This integrated labour market meant that wage rates tended to move in tandem in Ireland and Britain. In the 1930s Irish hourly earnings in manufacturing were about 60 per cent of rates in Britain. This ratio remained unchanged for the 1940s and the 1950s. Irish people were prepared to work at home for significantly less than they could earn in Britain but, if the differential was too great, they were prepared to emigrate.

However, over the 1960s things changed dramatically, and Irish wage rates rose to broadly match wage rates in Britain by 1970. Why exactly this happened is a fruitful area for research. This upward adjustment in Irish wage rates slowed growth in the domestic economy: many firms that had grown up with a protected home market found they could not pay the higher wages and they closed. However, once the adjustment was completed, the previous pattern, whereby growth in Irish wage rates tracked those in Britain, was restored.

Two-way migration

From the end of the 1970s, exchange-rate movements led to quite large temporary divergences between British and Irish wage rates. However, the possibility of migration in both directions continued to anchor the long-term relationship between the returns in each labour market.

From Ireland’s entry to the EU in 1973 up to 2016, Irish hourly wage rates in manufacturing were, on average, slightly higher than in the UK. Over the period, if labour-market circumstances were more favourable in Ireland, emigrants returned, and in bad times, such as the post-2008 crisis, more left.

The costs of migration are also dramatically lower today than in the past. Travel is easier and cheaper, and modern communications permit continued contact with family and friends wherever one is working. This helps explain why expectations of young Irish workers so easily encompass labour-market opportunities in the UK and in other countries.

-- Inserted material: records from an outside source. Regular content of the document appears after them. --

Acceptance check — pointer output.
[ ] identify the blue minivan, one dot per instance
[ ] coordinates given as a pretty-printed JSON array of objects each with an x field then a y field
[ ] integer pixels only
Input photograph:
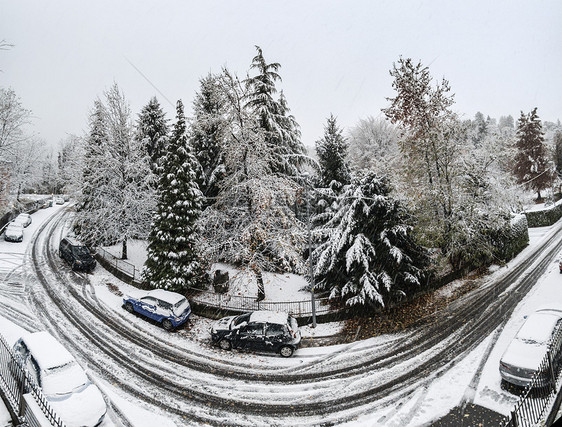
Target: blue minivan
[{"x": 170, "y": 309}]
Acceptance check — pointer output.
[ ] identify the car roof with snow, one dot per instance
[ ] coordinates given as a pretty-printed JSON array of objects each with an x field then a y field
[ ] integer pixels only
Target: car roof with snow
[
  {"x": 46, "y": 350},
  {"x": 167, "y": 296},
  {"x": 278, "y": 317}
]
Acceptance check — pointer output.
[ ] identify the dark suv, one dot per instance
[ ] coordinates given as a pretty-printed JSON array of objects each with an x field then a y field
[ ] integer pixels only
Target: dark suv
[
  {"x": 76, "y": 254},
  {"x": 259, "y": 331}
]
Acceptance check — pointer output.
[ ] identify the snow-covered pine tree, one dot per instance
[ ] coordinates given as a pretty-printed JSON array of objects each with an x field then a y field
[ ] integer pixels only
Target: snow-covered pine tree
[
  {"x": 95, "y": 178},
  {"x": 532, "y": 165},
  {"x": 332, "y": 156},
  {"x": 152, "y": 131},
  {"x": 207, "y": 136},
  {"x": 370, "y": 257},
  {"x": 173, "y": 262},
  {"x": 281, "y": 131}
]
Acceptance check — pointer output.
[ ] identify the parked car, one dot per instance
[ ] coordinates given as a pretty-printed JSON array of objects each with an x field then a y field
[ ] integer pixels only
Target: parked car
[
  {"x": 13, "y": 232},
  {"x": 66, "y": 386},
  {"x": 170, "y": 309},
  {"x": 271, "y": 331},
  {"x": 24, "y": 219},
  {"x": 522, "y": 358},
  {"x": 76, "y": 254}
]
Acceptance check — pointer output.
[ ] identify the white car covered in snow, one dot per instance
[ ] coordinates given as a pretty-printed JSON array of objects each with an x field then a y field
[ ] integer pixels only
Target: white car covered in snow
[
  {"x": 521, "y": 361},
  {"x": 70, "y": 393}
]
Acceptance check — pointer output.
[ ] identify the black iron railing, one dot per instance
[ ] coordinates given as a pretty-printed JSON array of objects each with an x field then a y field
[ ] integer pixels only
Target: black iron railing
[{"x": 536, "y": 400}]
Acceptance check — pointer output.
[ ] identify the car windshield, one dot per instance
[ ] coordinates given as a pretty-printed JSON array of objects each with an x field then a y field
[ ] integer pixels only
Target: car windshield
[
  {"x": 80, "y": 250},
  {"x": 180, "y": 306}
]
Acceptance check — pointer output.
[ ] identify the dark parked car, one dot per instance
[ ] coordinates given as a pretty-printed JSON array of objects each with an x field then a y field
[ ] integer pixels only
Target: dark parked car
[
  {"x": 260, "y": 331},
  {"x": 168, "y": 308},
  {"x": 76, "y": 254},
  {"x": 541, "y": 332}
]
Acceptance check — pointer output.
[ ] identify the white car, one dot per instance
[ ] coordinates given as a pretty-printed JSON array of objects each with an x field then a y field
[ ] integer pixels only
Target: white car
[
  {"x": 522, "y": 359},
  {"x": 24, "y": 219},
  {"x": 13, "y": 232},
  {"x": 70, "y": 393}
]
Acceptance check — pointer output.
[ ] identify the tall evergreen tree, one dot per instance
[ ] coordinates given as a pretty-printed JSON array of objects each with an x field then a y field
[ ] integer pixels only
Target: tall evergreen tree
[
  {"x": 332, "y": 153},
  {"x": 370, "y": 256},
  {"x": 152, "y": 131},
  {"x": 207, "y": 133},
  {"x": 251, "y": 224},
  {"x": 281, "y": 130},
  {"x": 117, "y": 196},
  {"x": 532, "y": 166},
  {"x": 173, "y": 262}
]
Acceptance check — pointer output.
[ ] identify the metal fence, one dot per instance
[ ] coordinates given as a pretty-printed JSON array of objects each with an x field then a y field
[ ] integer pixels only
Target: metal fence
[
  {"x": 538, "y": 396},
  {"x": 225, "y": 301},
  {"x": 16, "y": 387},
  {"x": 123, "y": 266}
]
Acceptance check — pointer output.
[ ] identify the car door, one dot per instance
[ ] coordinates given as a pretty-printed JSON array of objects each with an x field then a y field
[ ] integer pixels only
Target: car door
[
  {"x": 252, "y": 336},
  {"x": 147, "y": 307}
]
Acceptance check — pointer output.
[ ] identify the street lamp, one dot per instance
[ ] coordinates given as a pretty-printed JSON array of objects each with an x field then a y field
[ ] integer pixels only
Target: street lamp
[{"x": 310, "y": 266}]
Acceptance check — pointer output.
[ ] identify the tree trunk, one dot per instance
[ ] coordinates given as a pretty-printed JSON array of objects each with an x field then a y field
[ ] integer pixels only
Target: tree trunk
[{"x": 124, "y": 250}]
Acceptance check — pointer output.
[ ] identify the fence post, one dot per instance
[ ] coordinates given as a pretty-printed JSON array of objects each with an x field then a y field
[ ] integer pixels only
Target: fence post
[{"x": 22, "y": 390}]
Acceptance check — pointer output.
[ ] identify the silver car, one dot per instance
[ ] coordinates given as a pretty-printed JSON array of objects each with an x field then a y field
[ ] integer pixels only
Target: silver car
[
  {"x": 13, "y": 232},
  {"x": 523, "y": 357}
]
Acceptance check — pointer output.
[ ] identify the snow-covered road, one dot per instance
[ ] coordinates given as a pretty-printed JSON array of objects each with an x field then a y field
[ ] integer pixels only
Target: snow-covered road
[{"x": 153, "y": 377}]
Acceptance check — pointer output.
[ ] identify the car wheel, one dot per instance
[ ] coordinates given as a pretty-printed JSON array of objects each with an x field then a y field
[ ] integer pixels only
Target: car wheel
[
  {"x": 167, "y": 324},
  {"x": 225, "y": 344},
  {"x": 286, "y": 351}
]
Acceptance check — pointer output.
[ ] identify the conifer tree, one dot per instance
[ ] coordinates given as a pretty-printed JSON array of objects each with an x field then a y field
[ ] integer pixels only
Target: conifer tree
[
  {"x": 332, "y": 153},
  {"x": 152, "y": 131},
  {"x": 532, "y": 166},
  {"x": 117, "y": 196},
  {"x": 173, "y": 262},
  {"x": 207, "y": 137},
  {"x": 370, "y": 256}
]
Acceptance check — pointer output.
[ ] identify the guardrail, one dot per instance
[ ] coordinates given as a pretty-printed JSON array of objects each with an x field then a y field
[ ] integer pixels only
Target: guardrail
[
  {"x": 16, "y": 385},
  {"x": 301, "y": 308},
  {"x": 538, "y": 396}
]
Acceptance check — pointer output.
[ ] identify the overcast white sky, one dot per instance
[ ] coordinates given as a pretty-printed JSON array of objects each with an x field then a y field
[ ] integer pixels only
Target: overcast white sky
[{"x": 500, "y": 57}]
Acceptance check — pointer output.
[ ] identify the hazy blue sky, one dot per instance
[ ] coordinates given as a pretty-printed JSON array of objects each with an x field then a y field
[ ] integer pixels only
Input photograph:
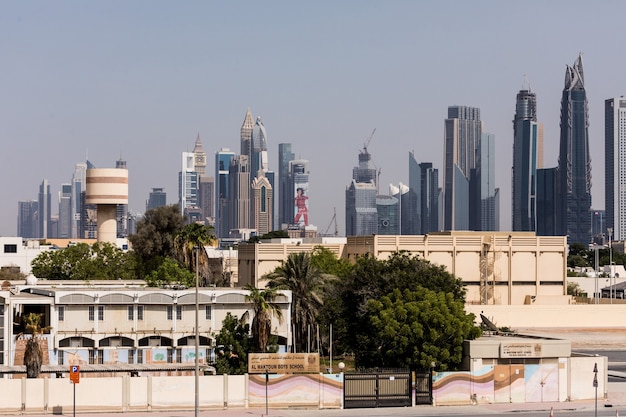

While immigration into the UK will be restricted after Brexit, it seems very unlikely that it will affect Irish citizens. However, the negative impact of Brexit on the UK economy is likely to see a slower growth in wage rates there in the future. It remains to be seen whether this will affect wage rates in Ireland, as it would have in the past, or whether young Irish workers set their sights on what is available elsewhere in the EU.